A charge em si –descontado tudo o que a expressão "em si" tem de incompatível com uma mensagem de massa, sempre sujeita a múltiplas leituras– não é das mais notáveis em engenho, mas a meu ver consegue traduzir em tom menor algo que tende ao indizível: o estupor provocado pelo gigantesco flagelo que se abateu sobre o Rio Grande do Sul.
Refugiada da enchente no telhado de sua casa, cercada de água lamacenta por todos os lados, uma família composta de quatro pessoas contempla a desolação. À beira do desespero, pai e mãe estão mudos.
O que podem dizer os adultos, responsáveis pela segurança da família, quando reduzidos de tal forma à impotência? Cabe à filha pequena, provavelmente a mais velha, amparar o irmãozinho com lógica pueril: "Não chora, vai alagar ainda mais".
A poesia da cena –amarga– me parece residir no fato de que, para a inocência da menina, até o inevitável choro está interditado, uma vez que lágrimas poderiam agravar a inundação. Não há alívio à vista nem no mundo físico, nem no mundo emocional. A tristeza alagou tudo
É possível, claro, achar que a charge de Galvão não é tão rica assim em significados. Entendo os amigos que a consideraram de mau gosto. No entanto, que tanta gente embarque na tese de que o artista zombou da desgraça alheia me parece um sinal claro de que estamos vivendo tempos perigosamente hostis à inteligência.

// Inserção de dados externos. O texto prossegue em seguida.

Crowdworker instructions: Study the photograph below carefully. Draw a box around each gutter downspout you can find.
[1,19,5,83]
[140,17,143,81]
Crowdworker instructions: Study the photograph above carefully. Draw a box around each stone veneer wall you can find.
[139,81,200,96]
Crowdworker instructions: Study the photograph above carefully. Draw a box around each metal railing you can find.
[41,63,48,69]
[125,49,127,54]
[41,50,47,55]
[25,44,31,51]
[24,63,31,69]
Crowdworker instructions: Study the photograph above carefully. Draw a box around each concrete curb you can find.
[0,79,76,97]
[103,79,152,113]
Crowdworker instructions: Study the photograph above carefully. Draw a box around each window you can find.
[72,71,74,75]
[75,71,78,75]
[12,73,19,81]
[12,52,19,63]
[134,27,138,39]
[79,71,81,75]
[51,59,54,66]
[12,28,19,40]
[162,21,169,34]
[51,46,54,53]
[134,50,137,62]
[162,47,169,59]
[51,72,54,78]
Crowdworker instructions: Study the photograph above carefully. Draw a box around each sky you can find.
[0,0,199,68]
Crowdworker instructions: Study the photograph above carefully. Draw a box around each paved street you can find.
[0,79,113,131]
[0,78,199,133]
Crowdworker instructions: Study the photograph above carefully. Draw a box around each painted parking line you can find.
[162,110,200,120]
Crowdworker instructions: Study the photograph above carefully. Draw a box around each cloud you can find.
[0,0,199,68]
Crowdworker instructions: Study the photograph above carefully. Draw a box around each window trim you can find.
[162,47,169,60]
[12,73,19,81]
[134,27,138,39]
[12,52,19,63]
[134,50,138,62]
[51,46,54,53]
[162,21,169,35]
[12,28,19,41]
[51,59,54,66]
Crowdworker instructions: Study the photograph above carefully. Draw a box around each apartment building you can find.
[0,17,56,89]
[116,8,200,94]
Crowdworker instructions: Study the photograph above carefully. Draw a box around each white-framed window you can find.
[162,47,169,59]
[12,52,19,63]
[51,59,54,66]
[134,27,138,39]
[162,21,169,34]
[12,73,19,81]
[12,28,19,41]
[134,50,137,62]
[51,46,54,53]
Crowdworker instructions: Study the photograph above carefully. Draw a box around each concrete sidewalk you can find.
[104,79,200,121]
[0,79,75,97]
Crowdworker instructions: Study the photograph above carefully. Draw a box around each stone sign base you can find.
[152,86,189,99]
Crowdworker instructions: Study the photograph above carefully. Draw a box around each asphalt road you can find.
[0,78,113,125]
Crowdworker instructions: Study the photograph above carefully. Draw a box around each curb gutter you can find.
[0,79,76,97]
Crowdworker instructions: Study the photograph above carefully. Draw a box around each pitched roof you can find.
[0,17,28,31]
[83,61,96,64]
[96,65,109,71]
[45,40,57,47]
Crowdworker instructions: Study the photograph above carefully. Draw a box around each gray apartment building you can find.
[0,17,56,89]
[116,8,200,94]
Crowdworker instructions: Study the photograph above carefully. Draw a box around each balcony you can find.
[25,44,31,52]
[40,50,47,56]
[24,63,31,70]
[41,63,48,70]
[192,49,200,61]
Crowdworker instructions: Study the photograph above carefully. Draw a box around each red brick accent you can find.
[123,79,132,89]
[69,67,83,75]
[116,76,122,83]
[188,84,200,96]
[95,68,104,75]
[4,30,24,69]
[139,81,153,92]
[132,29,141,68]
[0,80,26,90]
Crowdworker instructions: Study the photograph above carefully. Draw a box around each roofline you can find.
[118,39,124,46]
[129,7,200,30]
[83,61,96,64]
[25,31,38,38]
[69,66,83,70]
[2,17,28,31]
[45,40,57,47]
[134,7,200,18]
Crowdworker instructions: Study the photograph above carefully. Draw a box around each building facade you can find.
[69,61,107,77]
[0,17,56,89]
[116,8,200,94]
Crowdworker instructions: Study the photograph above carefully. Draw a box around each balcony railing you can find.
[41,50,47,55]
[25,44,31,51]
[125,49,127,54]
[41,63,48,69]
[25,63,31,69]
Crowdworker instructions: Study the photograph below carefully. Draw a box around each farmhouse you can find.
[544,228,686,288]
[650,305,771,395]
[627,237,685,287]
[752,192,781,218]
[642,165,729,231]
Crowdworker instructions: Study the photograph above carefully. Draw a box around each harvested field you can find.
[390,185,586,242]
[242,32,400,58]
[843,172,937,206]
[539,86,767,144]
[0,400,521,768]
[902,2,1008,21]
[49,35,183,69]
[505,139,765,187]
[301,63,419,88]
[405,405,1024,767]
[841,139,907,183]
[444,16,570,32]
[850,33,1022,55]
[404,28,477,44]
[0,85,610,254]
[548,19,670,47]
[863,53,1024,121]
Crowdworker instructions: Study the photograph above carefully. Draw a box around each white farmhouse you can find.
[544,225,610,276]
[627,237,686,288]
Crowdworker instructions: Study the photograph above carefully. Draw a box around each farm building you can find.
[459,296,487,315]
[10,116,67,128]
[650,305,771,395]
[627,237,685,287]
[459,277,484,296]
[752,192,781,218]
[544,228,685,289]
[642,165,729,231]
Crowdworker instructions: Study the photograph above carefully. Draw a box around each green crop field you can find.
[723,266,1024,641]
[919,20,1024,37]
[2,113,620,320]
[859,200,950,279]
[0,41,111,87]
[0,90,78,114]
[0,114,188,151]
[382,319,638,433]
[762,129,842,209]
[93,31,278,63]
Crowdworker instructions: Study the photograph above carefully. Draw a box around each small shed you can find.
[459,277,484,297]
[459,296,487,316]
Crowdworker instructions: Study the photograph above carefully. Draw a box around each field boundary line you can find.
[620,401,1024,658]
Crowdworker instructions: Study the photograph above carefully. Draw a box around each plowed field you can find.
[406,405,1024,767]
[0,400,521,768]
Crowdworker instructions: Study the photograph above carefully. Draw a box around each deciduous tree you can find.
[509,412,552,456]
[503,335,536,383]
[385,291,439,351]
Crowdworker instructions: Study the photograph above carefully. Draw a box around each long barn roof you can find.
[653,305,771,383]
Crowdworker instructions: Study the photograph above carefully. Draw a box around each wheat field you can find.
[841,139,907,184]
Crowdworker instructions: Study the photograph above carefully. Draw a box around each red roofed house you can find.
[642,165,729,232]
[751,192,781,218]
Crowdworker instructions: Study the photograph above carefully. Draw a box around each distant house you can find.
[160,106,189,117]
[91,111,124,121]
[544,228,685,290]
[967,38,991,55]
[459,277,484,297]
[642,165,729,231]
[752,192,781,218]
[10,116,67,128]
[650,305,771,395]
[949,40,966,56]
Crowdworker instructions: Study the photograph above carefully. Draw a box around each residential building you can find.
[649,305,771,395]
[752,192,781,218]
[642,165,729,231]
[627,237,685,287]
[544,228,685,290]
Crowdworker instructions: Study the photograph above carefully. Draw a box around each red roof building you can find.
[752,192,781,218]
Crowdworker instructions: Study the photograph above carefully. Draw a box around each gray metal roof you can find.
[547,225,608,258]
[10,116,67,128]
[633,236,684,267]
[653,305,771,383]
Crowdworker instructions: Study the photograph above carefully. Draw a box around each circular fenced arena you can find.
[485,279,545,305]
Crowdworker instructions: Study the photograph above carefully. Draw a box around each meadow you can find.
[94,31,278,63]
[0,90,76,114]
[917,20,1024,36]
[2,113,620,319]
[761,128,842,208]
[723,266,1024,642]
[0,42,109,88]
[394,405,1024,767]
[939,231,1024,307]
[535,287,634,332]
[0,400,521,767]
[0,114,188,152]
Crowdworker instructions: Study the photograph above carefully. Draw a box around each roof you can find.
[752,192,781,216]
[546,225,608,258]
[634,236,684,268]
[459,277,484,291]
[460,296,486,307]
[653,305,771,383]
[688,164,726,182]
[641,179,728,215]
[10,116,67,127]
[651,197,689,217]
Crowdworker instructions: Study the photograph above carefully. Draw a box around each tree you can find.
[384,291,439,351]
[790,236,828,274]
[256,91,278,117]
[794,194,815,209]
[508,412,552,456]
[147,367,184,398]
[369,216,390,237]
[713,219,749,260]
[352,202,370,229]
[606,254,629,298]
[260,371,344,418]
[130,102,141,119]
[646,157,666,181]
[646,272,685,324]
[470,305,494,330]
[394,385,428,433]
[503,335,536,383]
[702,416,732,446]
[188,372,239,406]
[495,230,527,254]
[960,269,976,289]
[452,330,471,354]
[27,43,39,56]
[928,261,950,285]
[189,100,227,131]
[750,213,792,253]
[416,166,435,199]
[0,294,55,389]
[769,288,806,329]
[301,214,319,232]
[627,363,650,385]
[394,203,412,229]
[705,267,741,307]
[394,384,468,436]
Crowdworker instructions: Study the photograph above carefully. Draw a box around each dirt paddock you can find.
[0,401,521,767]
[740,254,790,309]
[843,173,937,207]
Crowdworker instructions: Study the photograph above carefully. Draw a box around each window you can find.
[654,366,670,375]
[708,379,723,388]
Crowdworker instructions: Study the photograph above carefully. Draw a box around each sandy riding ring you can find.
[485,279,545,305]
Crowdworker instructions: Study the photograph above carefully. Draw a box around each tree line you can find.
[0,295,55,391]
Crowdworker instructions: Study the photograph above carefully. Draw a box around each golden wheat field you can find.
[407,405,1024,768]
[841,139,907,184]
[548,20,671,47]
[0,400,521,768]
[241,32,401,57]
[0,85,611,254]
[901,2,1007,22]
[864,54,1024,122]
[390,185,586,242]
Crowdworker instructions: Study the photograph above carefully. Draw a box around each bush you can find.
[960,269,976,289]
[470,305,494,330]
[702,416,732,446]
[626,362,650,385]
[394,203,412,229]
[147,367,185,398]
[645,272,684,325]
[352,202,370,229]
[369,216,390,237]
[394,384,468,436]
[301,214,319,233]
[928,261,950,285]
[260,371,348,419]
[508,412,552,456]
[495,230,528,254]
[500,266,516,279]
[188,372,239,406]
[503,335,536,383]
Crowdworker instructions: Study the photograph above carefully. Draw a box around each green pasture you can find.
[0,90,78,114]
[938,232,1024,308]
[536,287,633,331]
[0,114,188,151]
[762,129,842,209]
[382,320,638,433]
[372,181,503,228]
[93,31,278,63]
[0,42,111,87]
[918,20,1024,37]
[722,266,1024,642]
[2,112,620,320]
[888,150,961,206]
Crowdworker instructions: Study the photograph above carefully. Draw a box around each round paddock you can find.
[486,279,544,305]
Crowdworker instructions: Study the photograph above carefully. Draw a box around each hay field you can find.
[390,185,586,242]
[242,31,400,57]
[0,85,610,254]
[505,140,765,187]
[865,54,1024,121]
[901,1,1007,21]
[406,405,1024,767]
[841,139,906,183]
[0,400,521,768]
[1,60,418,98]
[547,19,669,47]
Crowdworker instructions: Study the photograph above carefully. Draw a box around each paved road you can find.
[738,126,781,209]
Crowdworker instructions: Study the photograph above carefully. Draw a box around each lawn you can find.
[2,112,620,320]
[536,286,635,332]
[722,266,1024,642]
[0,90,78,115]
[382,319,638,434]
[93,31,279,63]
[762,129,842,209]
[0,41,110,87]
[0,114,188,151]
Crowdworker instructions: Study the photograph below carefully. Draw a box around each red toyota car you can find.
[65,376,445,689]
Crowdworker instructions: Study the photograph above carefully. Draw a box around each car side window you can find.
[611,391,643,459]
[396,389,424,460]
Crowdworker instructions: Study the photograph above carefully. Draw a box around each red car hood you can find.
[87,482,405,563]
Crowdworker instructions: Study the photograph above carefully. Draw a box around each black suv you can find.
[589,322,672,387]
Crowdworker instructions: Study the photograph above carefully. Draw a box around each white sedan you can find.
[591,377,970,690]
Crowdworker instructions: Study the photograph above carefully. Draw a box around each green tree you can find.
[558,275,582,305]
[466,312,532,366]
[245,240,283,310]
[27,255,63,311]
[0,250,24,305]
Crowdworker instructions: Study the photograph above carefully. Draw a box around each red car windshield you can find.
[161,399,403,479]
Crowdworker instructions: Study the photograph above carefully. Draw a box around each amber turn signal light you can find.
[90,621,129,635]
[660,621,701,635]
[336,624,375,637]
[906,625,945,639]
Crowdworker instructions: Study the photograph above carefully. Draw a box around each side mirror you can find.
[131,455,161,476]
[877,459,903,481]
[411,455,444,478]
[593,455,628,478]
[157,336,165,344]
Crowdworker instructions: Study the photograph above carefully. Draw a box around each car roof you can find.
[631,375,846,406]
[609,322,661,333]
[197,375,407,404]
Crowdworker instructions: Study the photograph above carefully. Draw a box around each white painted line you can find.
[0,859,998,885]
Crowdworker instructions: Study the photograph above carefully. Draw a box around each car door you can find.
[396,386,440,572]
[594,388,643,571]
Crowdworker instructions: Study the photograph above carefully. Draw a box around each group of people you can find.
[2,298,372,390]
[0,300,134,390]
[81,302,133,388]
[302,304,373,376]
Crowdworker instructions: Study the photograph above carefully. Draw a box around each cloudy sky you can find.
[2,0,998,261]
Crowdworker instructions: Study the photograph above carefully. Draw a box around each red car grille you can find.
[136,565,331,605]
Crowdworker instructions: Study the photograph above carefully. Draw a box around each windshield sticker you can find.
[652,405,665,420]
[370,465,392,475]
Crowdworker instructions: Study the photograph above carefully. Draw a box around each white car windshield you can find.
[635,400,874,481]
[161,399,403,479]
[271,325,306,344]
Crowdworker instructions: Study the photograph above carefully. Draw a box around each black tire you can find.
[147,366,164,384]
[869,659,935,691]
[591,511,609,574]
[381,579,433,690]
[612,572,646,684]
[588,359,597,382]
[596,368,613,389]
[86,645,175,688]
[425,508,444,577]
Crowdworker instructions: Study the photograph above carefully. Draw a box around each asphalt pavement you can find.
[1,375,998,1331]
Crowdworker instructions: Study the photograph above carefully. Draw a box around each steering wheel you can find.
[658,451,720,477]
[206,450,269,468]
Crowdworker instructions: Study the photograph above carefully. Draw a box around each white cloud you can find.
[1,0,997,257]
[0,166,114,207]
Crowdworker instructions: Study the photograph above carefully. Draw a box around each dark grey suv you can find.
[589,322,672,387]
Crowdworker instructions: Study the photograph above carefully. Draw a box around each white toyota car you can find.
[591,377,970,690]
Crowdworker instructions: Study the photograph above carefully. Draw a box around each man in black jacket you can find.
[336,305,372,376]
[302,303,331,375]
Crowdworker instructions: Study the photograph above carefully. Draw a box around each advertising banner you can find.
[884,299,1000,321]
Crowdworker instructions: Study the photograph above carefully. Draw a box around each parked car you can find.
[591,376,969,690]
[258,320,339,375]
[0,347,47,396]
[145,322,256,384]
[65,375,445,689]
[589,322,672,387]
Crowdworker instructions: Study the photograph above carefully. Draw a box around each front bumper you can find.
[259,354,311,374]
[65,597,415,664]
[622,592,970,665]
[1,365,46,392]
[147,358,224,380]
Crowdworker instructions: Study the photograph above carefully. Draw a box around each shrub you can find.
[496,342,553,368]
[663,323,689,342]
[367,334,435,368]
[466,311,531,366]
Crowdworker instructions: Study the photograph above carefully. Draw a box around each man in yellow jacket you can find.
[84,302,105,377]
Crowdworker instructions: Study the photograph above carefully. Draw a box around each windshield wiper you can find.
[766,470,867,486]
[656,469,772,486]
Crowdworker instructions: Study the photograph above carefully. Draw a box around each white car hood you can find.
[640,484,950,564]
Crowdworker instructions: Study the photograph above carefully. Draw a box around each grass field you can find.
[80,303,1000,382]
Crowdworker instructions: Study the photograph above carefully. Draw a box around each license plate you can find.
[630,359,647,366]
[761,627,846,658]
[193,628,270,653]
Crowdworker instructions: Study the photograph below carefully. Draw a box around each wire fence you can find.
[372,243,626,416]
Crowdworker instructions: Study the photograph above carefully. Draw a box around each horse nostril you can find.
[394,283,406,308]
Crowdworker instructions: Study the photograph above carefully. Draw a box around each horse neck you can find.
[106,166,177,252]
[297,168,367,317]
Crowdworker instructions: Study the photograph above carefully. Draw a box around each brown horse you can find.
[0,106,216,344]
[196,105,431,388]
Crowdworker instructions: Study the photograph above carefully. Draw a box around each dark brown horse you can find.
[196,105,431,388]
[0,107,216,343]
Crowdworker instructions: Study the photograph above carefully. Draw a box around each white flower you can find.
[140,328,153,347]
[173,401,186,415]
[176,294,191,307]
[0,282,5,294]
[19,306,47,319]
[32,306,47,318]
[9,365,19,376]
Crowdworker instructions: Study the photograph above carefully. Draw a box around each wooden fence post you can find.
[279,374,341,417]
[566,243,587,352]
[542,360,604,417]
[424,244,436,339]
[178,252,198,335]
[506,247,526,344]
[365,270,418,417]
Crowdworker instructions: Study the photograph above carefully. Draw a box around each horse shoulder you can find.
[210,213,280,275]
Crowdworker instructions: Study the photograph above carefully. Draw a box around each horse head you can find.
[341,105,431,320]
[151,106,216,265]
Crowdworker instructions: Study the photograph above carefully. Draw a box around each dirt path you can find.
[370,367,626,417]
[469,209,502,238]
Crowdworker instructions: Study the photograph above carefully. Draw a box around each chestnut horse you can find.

Não se trata de uma burrice individual, particularizável, mas coletiva –o pior tipo, pois afeta até pessoas inegavelmente inteligentes. Afeta todo mundo, inclusive quem percebe o que está acontecendo, mas se vê impotente como a família no telhado. O problema é de linguagem.
Como sociedade, estamos perdendo na vertigem cacofônica das redes a capacidade de lidar com sutilezas. Espera-se da arte que seja prescritiva e construtiva, que suas mensagens tenham a clareza de cartilhas e manifestos, unívocas e mobilizadoras.
No Painel do Leitor de segunda (6), Galvão se desculpou: "Significa que falhei na comunicação do desenho". Mas como, sendo artista, não falhar? Tudo precisa ocupar um lugar político e social predeterminado, sob pena de vara e execração pública.
Se é charge, só pode ser humor. Se é humor, só pode ser zombaria. Se alguém zomba de uma tragédia dessa magnitude, não presta como ser humano.
Junte-se a tantas certezas o reservatório infinito de superioridade moral que costuma morar dentro dos guardiães da nova ordem e o resultado é um ambiente sufocante não só para a arte, mas para o pensamento.
Falta falar da má-fé com que os espertalhões tiram proveito político desse estreitamento cognitivo. Acredito que muitos dos que puxaram coros de ódio contra o chargista soubessem muito bem que ele não estava fazendo pouco de uma dor desmedida. E daí?
Seja para ganhar likes, seja para jogar pedra na imprensa ou ainda para desviar a atenção do público dos verdadeiros vilões do cataclismo gaúcho –os políticos negacionistas que bombardearam e continuam a bombardear todas as medidas de proteção ambiental–, explorar esse cenário de poucas luzes é um excelente negócio. Acho que estamos fritos.